Thursday’s test flight will have two pilots onboard, four NASA research payloads, and a mannequin named Annie as a stand-in passenger. More than 600 people have paid or put down deposits to fly aboard Virgin’s suborbital missions, including actor Leonardo DiCaprio and pop star Justin Bieber. A 90-minute flight costs $250,000.

Short sightseeing trips to space aboard Blue Origin’s New Shepard rocket are likely to cost around $200,000 to $300,000, at least to start, Reuters reported in July.

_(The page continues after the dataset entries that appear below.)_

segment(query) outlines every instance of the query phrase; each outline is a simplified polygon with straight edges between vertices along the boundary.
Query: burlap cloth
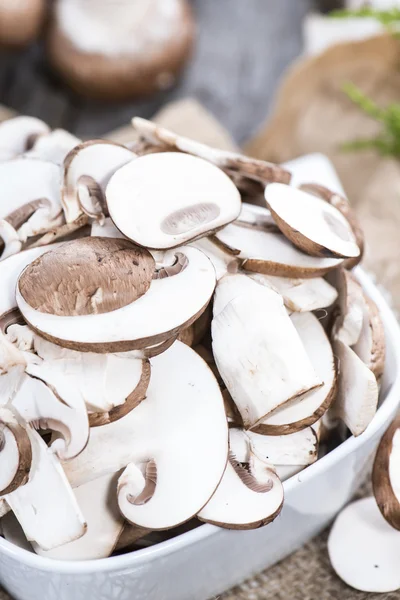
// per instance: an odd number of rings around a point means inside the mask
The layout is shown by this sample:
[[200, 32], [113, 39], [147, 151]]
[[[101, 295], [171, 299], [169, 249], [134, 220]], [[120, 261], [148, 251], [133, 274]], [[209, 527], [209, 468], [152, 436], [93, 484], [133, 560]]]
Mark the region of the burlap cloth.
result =
[[[390, 52], [393, 54], [391, 42], [389, 45]], [[397, 50], [396, 47], [396, 60]], [[354, 52], [352, 47], [351, 53]], [[387, 50], [387, 54], [390, 52]], [[372, 55], [374, 56], [374, 53]], [[327, 62], [329, 64], [329, 60]], [[379, 60], [376, 62], [378, 64]], [[370, 85], [370, 88], [378, 91], [378, 96], [382, 97], [383, 94], [387, 99], [391, 97], [391, 91], [396, 90], [396, 85], [400, 89], [400, 74], [393, 77], [391, 73], [389, 78], [387, 69], [385, 70], [381, 65], [379, 68], [377, 66], [374, 71], [371, 61], [368, 62], [368, 57], [361, 60], [360, 64], [359, 70], [354, 69], [356, 80], [357, 75], [365, 78], [367, 71], [370, 76], [378, 72], [379, 77], [375, 78], [378, 81], [374, 79], [373, 84]], [[307, 78], [303, 77], [303, 73], [298, 75], [298, 71], [305, 67], [311, 71], [310, 79], [314, 78], [308, 91]], [[334, 66], [334, 68], [336, 67], [337, 65]], [[379, 160], [371, 154], [364, 157], [343, 158], [343, 155], [337, 150], [337, 140], [348, 139], [349, 136], [354, 135], [354, 131], [358, 133], [374, 131], [376, 125], [371, 124], [368, 119], [360, 117], [358, 112], [352, 109], [350, 103], [342, 97], [339, 93], [338, 78], [326, 73], [326, 64], [322, 65], [321, 73], [318, 72], [318, 65], [316, 68], [317, 74], [315, 75], [314, 66], [307, 61], [305, 64], [298, 65], [289, 74], [281, 95], [278, 96], [278, 108], [272, 121], [267, 124], [255, 141], [249, 143], [248, 151], [251, 154], [277, 161], [288, 160], [314, 151], [323, 151], [330, 156], [340, 172], [345, 188], [352, 192], [367, 233], [369, 241], [366, 257], [367, 268], [374, 272], [378, 281], [391, 292], [394, 305], [400, 309], [400, 167], [396, 161]], [[347, 68], [349, 70], [349, 66]], [[322, 83], [319, 80], [320, 75]], [[348, 73], [346, 73], [346, 78], [347, 75]], [[303, 79], [302, 90], [304, 92], [306, 89], [306, 91], [303, 96], [297, 96], [298, 103], [293, 103], [293, 97], [296, 97], [296, 94], [293, 95], [293, 86], [298, 83], [296, 77], [299, 76]], [[313, 98], [312, 105], [310, 94]], [[304, 123], [305, 113], [307, 113], [307, 118]], [[328, 115], [327, 119], [326, 115]], [[199, 141], [220, 148], [235, 149], [235, 144], [229, 134], [211, 115], [192, 100], [180, 101], [166, 107], [155, 119], [159, 123]], [[342, 127], [338, 127], [340, 123], [343, 125]], [[352, 125], [349, 126], [349, 123]], [[332, 139], [329, 137], [331, 134]], [[115, 141], [126, 142], [133, 138], [132, 129], [122, 128], [111, 132], [107, 137]], [[397, 294], [397, 292], [399, 293]], [[360, 495], [369, 493], [370, 487], [367, 482], [360, 491]], [[210, 600], [400, 599], [400, 592], [365, 594], [346, 586], [330, 567], [326, 538], [327, 532], [324, 532], [281, 563], [226, 592], [218, 599]], [[10, 600], [10, 596], [0, 590], [0, 600]], [[45, 600], [57, 599], [46, 598]]]

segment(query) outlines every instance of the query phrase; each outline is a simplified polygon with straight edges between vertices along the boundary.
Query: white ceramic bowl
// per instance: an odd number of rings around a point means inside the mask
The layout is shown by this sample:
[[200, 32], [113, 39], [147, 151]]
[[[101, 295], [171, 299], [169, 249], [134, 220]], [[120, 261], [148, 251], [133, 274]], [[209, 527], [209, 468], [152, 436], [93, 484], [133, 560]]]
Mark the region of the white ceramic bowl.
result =
[[253, 531], [202, 525], [152, 548], [87, 562], [53, 561], [0, 539], [1, 584], [17, 600], [207, 600], [321, 531], [359, 487], [400, 400], [398, 324], [370, 278], [362, 270], [357, 276], [385, 325], [381, 406], [365, 433], [285, 482], [284, 508], [271, 525]]

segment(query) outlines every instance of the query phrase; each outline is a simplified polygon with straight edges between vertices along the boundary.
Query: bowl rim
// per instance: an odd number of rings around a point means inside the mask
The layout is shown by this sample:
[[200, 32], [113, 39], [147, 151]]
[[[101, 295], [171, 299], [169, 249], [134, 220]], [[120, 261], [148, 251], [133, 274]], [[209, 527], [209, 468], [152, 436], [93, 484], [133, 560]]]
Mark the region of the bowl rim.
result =
[[[397, 366], [394, 372], [394, 379], [390, 389], [388, 389], [386, 397], [382, 405], [378, 408], [376, 415], [367, 428], [367, 430], [358, 437], [350, 437], [329, 454], [323, 456], [318, 461], [309, 465], [301, 471], [301, 481], [297, 476], [293, 476], [284, 482], [285, 496], [296, 486], [304, 484], [306, 481], [313, 479], [322, 471], [329, 469], [332, 465], [339, 462], [345, 455], [350, 454], [353, 450], [362, 446], [377, 431], [388, 421], [390, 415], [396, 409], [400, 402], [400, 327], [389, 307], [387, 301], [383, 297], [381, 291], [377, 288], [370, 275], [362, 268], [355, 269], [355, 275], [361, 283], [363, 289], [376, 302], [381, 312], [382, 320], [385, 326], [387, 347], [393, 354], [394, 364]], [[227, 531], [227, 530], [223, 530]], [[221, 528], [215, 525], [203, 524], [196, 529], [183, 533], [170, 540], [160, 542], [150, 548], [142, 548], [119, 556], [111, 556], [108, 558], [79, 560], [79, 561], [62, 561], [39, 556], [33, 552], [29, 552], [23, 548], [15, 546], [4, 538], [0, 537], [0, 554], [3, 554], [13, 560], [17, 560], [25, 566], [38, 569], [45, 572], [57, 572], [63, 574], [89, 574], [105, 571], [113, 571], [128, 567], [138, 567], [143, 563], [147, 563], [152, 559], [169, 555], [173, 552], [183, 550], [184, 548], [200, 542], [206, 538], [214, 536], [221, 532]], [[245, 533], [236, 531], [236, 534]]]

Tickets will be offered ahead of the first commercial launch, and test flights with Blue Origin employees are expected to begin in 2019.

Other firms planning a variety of passenger spacecraft include Boeing Co, Elon Musk’s SpaceX and late Microsoft co-founder Paul Allen’s Stratolaunch.

In September, SpaceX said Japanese billionaire Yusaku Maezawa, founder and chief executive of online fashion retailer Zozo, would be the company’s first passenger on a voyage around the moon on its forthcoming Big Falcon Rocket spaceship, tentatively scheduled for 2023.

Musk, the billionaire CEO of electric carmaker Tesla , said the Big Falcon Rocket could conduct its first orbital flights in two to three years as part of his grand plan to shuttle passengers to the moon and eventually fly humans and cargo to Mars.

According to Virgin, SpaceShipTwo is hauled to an altitude of about 45,000 feet (13.7 kms) by the WhiteKnightTwo carrier airplane and released. The spaceship then fires its rocket motor to catapult it to at least 50 miles (80.47 km) above Earth, high enough for passengers to experience weightlessness and see the curvature of the planet.

Bezos’ New Shepard has already flown to that altitude – an internationally recognized boundary between Earth’s atmosphere and outer space known as the Karman line – though the Blue Origin trip did not carry humans.

Virgin’s Thursday launch likely will not go as high as the Karman line. Virgin’s pilots are aiming to soar 50 miles into the sky – the U.S. military and NASA’s definition of the edge of space and high enough to earn commercial astronaut wings by the U.S. Federal Aviation Administration.

Thursday’s test flight carried two pilots, four NASA research payloads, and a mannequin named Annie as a stand-in passenger.